Willkommen in bella Italia !
    An der Viale Tibaldi steige ich aus der Bahn, suche mir den Weg und
komme dabei durch eine kleine, düstere Seitengasse. Irgendwo hier muss das Haus
sein, in dem sich das freie Zimmer befinden soll. Hinter einer weiteren
Hausecke werde ich fündig und blicke auf eine graue, seit langer, langer Zeit
unsanierte Gebäudefront. Die Haustür ist nur angelehnt, das Türschloss
verrostet. Schnaufend steige ich ins oberste Stockwerk und klingele an der
linken Wohnungstür.
    Eine zierliche, freudlose Gestalt, die sich knapp als Cecilia
vorstellt, öffnet mir und winkt mich geistesabwesend herein. Mit Blick auf den
laufenden Fernseher in der schäbigen Küche deutet sie auf eines der beiden
Zimmer auf der anderen Flurseite. »Dies hier ist das freie«, murmelt sie fahrig
und wendet den Hals gleich wieder Richtung Küche, wo der italienische Verschnitt
von Big Brother läuft.
    Ich betrete einen winzigen Raum mit einem pritschenartigen
Gästebett, einem Schreibtisch, zwei wackeligen Stühlen und einer alten Kommode.
Von der Decke baumelt eine armselige Glühbirne und das schmutzige Fenster geht
auf einen dieser typischen Luftschächte italienischer Wohnhäuser raus, in denen
man das Tageslicht wenn überhaupt nur erahnen kann.
    Keine Frage: Dies ist hier erneut ein Besichtigungstermin für die
Tonne. Den Anblick des Badezimmers erspare ich mir. Hier kann ich nicht wohnen,
so viel steht fest. Schon gar nicht für diesen Preis.
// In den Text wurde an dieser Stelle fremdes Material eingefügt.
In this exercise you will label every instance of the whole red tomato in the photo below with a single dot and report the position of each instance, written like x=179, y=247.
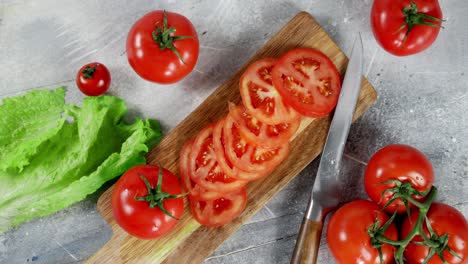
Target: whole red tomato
x=405, y=27
x=146, y=201
x=401, y=163
x=347, y=235
x=162, y=47
x=93, y=79
x=443, y=219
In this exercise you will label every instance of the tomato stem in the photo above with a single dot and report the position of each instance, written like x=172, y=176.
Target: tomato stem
x=162, y=37
x=156, y=196
x=413, y=17
x=88, y=72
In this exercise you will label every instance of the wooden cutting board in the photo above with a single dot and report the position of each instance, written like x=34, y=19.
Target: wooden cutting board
x=190, y=242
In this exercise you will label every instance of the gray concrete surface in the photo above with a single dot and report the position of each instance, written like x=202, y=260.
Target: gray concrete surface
x=422, y=102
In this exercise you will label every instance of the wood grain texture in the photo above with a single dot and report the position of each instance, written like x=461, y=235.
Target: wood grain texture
x=308, y=242
x=189, y=242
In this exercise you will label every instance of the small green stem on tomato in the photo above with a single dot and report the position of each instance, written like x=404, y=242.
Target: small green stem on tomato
x=156, y=196
x=88, y=72
x=413, y=17
x=162, y=36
Ratlos drehe ich mich zu
Cecilia um, die inzwischen stumm hinter mich getreten ist.
    »Zahlst du denn den gleichen Preis für dein Zimmer?«, will ich
wissen.
    » Sì certo, ja sicher«, antwortet sie, »so
teuer ist das gar nicht. Ich habe hier völlige Freiheit: Hier wohnt kein
Vermieter, der uns sagt, was wir zu tun oder zu lassen haben. Außerdem kann ich
kommen und gehen, wann ich will.«
    »Ja, aber«, nehme ich erneut Anlauf, »wenn der Vermieter für dieses
Loch hier insgesamt bald tausend Euro einnimmt … Kümmert er sich denn nicht um
den Zustand der Wohnung?«
    »Nein«, Cecilia wirkt erstaunt, »warum sollte er?«, und fügt dann
leicht ungeduldig mit einem Blick auf die Mattscheibe in der Küche hinzu: » Allora? Was ist, bist du nun an dem Zimmer interessiert
oder nicht?«
    Nein, bin ich nicht. Was nicht geht, das geht nicht, denke ich und
trete den Rückzug in Richtung Straßenbahnhaltestelle an.
    An der nächsten Kreuzung entdecke ich eine Bar, setze mich an einen
kleinen, runden Tisch im Hinterraum und bestelle mir einen Cappuccino. An Ort
und Stelle halte ich eine Lagebesprechung mit mir und meinen Notizen ab.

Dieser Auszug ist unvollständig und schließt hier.